If the injured party is an adult, a defense to their claim may be that the animal was provoked. If a clear warning was given that an animal should not be approached in any way, and the injured party still proceeded to approach the animal, the owner may be able to avoid responsibility for the attack. This does not pertain in most cases if the plaintiff is a child.
Once it is established that the animal owner is responsible for the injuries, it must also be determined what the amount of the damages are. Evidence, such as doctor and/or hospital bills, showing the amounts charged to treat the injury must be provided. Lost wages may also be recovered if the injury kept the plaintiff from performing his or her job duties. Any permanent disability caused by the injury, as well as compensation for pain and suffering may also be recovered.

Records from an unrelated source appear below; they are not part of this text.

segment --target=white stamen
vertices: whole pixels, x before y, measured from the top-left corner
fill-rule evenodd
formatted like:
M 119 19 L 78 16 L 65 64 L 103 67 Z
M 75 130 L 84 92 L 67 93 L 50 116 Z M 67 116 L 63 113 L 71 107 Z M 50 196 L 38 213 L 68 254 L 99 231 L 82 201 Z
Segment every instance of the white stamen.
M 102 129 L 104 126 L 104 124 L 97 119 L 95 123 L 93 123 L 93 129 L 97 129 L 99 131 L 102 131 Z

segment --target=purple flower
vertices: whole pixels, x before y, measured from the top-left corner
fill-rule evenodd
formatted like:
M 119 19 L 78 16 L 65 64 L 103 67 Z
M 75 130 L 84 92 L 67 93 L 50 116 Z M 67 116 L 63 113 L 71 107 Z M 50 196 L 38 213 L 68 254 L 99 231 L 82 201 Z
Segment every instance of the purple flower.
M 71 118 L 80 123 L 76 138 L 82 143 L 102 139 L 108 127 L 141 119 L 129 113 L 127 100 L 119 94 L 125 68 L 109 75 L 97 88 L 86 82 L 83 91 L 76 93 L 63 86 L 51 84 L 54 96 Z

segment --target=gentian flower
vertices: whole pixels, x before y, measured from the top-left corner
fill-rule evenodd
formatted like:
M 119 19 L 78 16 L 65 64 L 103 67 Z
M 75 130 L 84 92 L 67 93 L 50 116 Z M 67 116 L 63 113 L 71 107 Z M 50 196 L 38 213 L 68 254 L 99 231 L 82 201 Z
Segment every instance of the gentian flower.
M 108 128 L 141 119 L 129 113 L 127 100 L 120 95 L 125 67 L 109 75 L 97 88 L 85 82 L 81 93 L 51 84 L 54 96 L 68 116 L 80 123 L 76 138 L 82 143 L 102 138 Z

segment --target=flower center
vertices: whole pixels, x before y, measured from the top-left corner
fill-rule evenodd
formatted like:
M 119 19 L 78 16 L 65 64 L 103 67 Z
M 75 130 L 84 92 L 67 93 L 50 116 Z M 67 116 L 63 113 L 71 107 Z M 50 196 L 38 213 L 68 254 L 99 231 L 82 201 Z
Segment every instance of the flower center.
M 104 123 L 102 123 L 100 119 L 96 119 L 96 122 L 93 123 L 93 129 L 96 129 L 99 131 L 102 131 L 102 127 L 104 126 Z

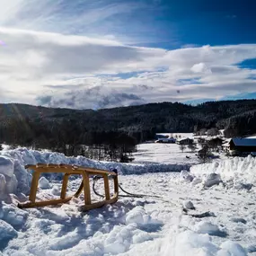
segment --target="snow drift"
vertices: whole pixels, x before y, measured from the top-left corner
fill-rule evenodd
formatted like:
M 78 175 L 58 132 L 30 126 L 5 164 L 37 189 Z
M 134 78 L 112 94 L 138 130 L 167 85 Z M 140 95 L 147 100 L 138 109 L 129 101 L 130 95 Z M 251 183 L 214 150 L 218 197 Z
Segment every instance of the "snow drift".
M 4 199 L 10 193 L 27 194 L 30 190 L 31 175 L 24 169 L 26 164 L 43 163 L 66 163 L 88 166 L 103 170 L 116 168 L 121 174 L 142 174 L 147 172 L 181 172 L 189 170 L 187 164 L 133 164 L 110 162 L 99 162 L 90 160 L 84 156 L 66 157 L 60 153 L 49 151 L 28 150 L 21 147 L 14 150 L 0 152 L 0 199 Z M 61 173 L 45 174 L 51 180 L 60 180 Z M 46 179 L 40 180 L 40 188 L 49 188 Z
M 224 182 L 227 188 L 252 189 L 256 183 L 256 157 L 234 157 L 191 166 L 190 173 L 206 187 Z

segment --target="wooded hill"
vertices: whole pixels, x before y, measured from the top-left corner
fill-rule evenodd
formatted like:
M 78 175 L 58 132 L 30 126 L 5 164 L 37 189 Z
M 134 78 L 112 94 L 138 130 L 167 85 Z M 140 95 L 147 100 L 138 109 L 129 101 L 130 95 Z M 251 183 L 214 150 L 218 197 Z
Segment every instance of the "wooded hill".
M 210 102 L 197 106 L 150 103 L 113 109 L 70 110 L 26 104 L 0 104 L 0 143 L 94 144 L 108 133 L 134 137 L 137 142 L 155 132 L 193 132 L 217 128 L 228 137 L 256 133 L 256 100 Z

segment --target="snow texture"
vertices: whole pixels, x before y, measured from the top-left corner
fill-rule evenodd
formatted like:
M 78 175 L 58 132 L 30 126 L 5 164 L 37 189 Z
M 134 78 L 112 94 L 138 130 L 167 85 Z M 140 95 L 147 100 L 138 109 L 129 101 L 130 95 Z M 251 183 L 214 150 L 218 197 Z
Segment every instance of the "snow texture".
M 255 161 L 251 156 L 216 160 L 194 165 L 190 172 L 190 163 L 174 160 L 123 164 L 27 148 L 3 150 L 0 250 L 4 256 L 256 255 Z M 117 168 L 124 189 L 147 196 L 119 198 L 114 205 L 87 213 L 78 210 L 83 194 L 58 207 L 20 209 L 16 203 L 28 199 L 31 181 L 24 165 L 36 163 Z M 42 176 L 38 199 L 59 196 L 61 178 Z M 67 193 L 80 182 L 70 179 Z M 92 196 L 93 201 L 99 199 Z
M 227 187 L 251 190 L 256 184 L 256 157 L 234 157 L 194 165 L 190 172 L 202 179 L 206 187 L 225 182 Z

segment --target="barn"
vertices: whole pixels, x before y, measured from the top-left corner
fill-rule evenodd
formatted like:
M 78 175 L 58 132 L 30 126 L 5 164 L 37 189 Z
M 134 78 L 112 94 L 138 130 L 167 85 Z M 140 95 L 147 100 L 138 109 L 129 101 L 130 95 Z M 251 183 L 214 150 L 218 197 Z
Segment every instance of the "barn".
M 230 150 L 256 152 L 256 138 L 234 137 L 229 143 Z

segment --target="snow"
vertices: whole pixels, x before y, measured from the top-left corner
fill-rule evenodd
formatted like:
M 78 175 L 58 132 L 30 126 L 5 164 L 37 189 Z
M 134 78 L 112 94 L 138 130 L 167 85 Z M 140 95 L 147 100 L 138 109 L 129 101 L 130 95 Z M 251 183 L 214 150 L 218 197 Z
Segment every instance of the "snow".
M 138 151 L 137 162 L 130 164 L 26 148 L 3 150 L 3 255 L 256 255 L 256 158 L 196 164 L 195 159 L 182 158 L 189 153 L 175 153 L 177 148 L 171 145 L 162 146 L 156 151 L 151 144 L 140 146 L 146 152 Z M 164 148 L 170 149 L 170 159 Z M 150 161 L 154 154 L 157 159 Z M 38 162 L 117 168 L 126 190 L 147 196 L 120 197 L 113 205 L 86 213 L 79 211 L 83 194 L 62 206 L 20 209 L 16 203 L 28 199 L 31 181 L 24 164 Z M 80 178 L 70 179 L 67 193 L 74 193 L 80 182 Z M 102 183 L 99 181 L 96 188 L 101 193 Z M 61 175 L 41 176 L 38 199 L 59 196 L 60 187 Z M 93 200 L 99 199 L 92 196 Z
M 183 207 L 186 209 L 190 209 L 190 210 L 195 209 L 195 207 L 194 207 L 193 203 L 191 201 L 189 201 L 189 200 L 186 200 L 186 201 L 183 202 Z
M 184 153 L 177 144 L 145 143 L 137 146 L 133 154 L 135 163 L 162 163 L 192 165 L 199 160 L 195 152 L 185 148 Z M 188 158 L 188 157 L 190 158 Z M 187 169 L 188 170 L 188 169 Z M 181 172 L 181 170 L 180 170 Z
M 249 155 L 198 164 L 190 168 L 190 172 L 207 187 L 222 181 L 228 187 L 251 190 L 256 184 L 256 158 Z
M 17 236 L 17 231 L 10 224 L 0 219 L 0 248 L 4 242 L 9 241 L 15 236 Z
M 206 221 L 198 223 L 195 226 L 195 231 L 199 234 L 208 234 L 212 235 L 218 235 L 221 233 L 216 225 Z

It is required by law that all elevators, other than hand elevators and power and hand dumbwaiters, and all escalators must be inspected every six months and must comply with American National Standard Safety Codes. If an elevator or escalator is involved in an accident, it must be removed from service immediately until inspected by a certified inspector. Once it is inspected, it may not be placed back into service until inspected again. Any deviation from this rule and repairs the elevator is made or it is placed back into service after an accident without inspection, any claimant from the accident is entitled to a rebuttable assumption that the owner was negligent in its maintenance. The exception to this is if there is no evidence, either before or after a fall, which the elevator failed to function properly, even if the owner violated the statute by failing to allow inspections.
Because elevators and escalators are mechanical devices, they unavoidably break down and sometimes become dangerous and cause injury without negligence on the part of the owner. Owners must have been able to discover the problem prior to the malfunction in order to hold the owner liable for the resulting injuries. For example, when a malfunction occurs due to the failure of an axle bearing, and there may be no way to predict the bearing's life expectancy or when it will give out. In this case, the owner may not liable for the claimant's injury. However, if visual inspections during routine maintenance of escalators or elevator may have revealed a problem, then an issue exists that may cause the owner to be liable for an injury resulting from a subsequent malfunction.
Injuries due to automatic doors on the premises are more difficult to prove owner liability. Owners do not have an extraordinary duty of care in regards to these. If an automatic door unexpectedly closes, causing injury to a customer, a store owner is held liable only if there was prior knowledge of a problem with the door or failed to have the doors inspected in a reasonable manner. If a walker is used to go through a revolving door and someone is injured during this process, the owner is not responsible unless there is evidence that the door malfunctioned. Automatic doors may open in the wrong direction until manually reset. If this is not done, then the owner may be held liable for an injury that was caused by the doors opening incorrectly.